Unlike section 195 of the IT Act, which requires tax to be withheld on income chargeable to tax under the IT Act, section 194Q requires that the tax should be deducted from the sale consideration. Thus, in the absence of any specific exemption, the literal reading of the provision suggests that tax would be required to be deducted, irrespective of whether such sale of securities results in gain or loss.
The Circular has also clarified that section 194Q will not apply if the seller is a person who is exempt from tax under the IT Act or any other law (like RBI Act, etc.). However, such exemption would not extend to cases where only partial income of the seller is exempt.
5. Whether tax would be required to be collected at source if tax is deducted under section 194Q?

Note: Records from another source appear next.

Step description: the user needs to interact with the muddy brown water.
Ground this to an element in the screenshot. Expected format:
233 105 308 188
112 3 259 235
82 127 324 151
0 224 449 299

Section 206C(1H) was introduced in the IT Act last year, which requires a seller of goods to collect 0.1% of the sale consideration from the buyer where (a) the consideration received by the seller is more than INR 5 million in a financial year from each buyer; and (b) the seller’s turnover from his/ her business in the financial year preceding the year in which the transactions take place exceeds INR 10 crore. Thus, under the said provisions, sellers are obligated to collect tax from buyers on sale of goods.
However, the IT Act provides that no tax would be required to be collected under the said provisions if tax has been deducted under the IT Act. Thus, if both section 194Q and 206C(1H) are applicable, then section 194Q will supersede and no tax would be required to be collected under section 206C(1H), even if all the conditions therein are satisfied. However, if the provisions of section 194Q do not apply to a particular transaction involving the sale of shares or securities, then section 206C(1H) may apply. Thus, it would be pertinent to analyse its applicability to the said transaction.
The Circular also provides that if, for any reason, tax has been collected by the seller under section 206C(1H) of the IT Act, before the buyer could deduct tax under section 194Q on the same transaction, then such transaction would not be subject to tax deduction again by the buyer. CBDT has provided this concession to remove difficulty, since tax rate of deduction and collection are the same in the aforementioned sections.
In light of the above discussion, it may be advisable to analyse the applicability of provisions of section 194Q (and/or 206C(1H), to the sale of shares and securities by resident shareholders. The application of such provisions will not only have a bearing on the tax cost/ cash flow, but also the way share purchase agreements may be drafted, as appropriate clauses, such as tax indemnity clauses, tax representations, etc., may be required to be incorporated in the share purchase agreements, which were not required to be included earlier.